準工業地域に住宅を建てる際の制限は?騒音問題などデメリット・注意点も解説
準工業地域に住宅を建てる場合、高さ制限や日影規制などが気になる方もいるでしょう。騒音問題が発生しないか心配な方もいるかもしれません。今回は用途地域の一つである「準工業地域」に注目し、地域の特徴や建築時の制限、メリット・デメリットをわかりやすく解説します。
準工業地域は用途地域の一つ。住宅も建てられる
準工業地域とは、都市計画に基づいて定められている「用途地域」の一つですが、用途地域の具体的な意味や役割をご存知でしょうか。まずは、用途地域とは何か、わかりやすく解説します。
用途地域とは、用途に応じて分けられたエリアのこと
用途地域とは、土地の使い方に関するルールが定められたエリアを指します。街の雰囲気や住環境を守ることが主な目的で、主に都市計画法によって指定されている「市街化区域内」において定められています。

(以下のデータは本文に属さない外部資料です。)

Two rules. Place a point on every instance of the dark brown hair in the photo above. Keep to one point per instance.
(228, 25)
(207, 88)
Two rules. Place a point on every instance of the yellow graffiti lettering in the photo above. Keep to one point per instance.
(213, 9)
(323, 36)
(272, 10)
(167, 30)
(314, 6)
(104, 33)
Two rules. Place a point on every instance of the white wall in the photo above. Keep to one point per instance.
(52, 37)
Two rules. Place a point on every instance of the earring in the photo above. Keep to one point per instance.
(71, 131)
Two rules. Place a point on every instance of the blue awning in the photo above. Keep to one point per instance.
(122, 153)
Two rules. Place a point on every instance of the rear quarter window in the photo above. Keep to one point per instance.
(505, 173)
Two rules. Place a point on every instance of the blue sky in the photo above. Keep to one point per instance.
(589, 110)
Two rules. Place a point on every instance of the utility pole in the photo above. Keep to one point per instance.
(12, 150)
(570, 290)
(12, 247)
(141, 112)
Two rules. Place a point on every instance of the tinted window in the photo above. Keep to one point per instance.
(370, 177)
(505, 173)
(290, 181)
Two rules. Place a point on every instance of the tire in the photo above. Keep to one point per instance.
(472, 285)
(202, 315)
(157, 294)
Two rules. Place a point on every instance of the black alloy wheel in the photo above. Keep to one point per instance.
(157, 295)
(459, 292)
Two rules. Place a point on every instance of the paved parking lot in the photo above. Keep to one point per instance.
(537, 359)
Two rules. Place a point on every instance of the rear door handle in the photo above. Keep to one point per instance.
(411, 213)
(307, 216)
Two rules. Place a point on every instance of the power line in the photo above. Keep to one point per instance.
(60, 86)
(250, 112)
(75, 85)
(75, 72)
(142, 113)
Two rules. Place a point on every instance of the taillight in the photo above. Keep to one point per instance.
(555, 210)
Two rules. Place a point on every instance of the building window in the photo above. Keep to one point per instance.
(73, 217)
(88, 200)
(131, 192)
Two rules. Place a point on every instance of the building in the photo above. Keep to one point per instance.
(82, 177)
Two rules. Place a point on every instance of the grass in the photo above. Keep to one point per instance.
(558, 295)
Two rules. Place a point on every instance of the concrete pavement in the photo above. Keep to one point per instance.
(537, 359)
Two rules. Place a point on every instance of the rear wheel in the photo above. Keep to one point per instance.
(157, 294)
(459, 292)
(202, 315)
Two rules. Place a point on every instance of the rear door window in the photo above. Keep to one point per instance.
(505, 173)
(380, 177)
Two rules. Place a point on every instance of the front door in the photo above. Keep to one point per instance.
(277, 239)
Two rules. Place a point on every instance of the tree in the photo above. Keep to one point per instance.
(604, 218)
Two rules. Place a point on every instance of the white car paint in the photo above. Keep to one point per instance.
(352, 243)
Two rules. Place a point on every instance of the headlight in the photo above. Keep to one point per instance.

準工業地域を含めた用途地域は、自治体のホームページなどに掲載されている「都市計画図」で確認できます。ただし、インターネットで調べる場合は、あくまでも誤差を含む概略図である点に注意が必要です。正確な情報を知りたい場合は、役所へ行って都市計画図を閲覧するとよいでしょう。
用途地域の3つのエリア
用途地域は、「住居系」「商業系」「工業系」の3つのエリアで形成されており、全13地域に分けられます。
住居系(8地域)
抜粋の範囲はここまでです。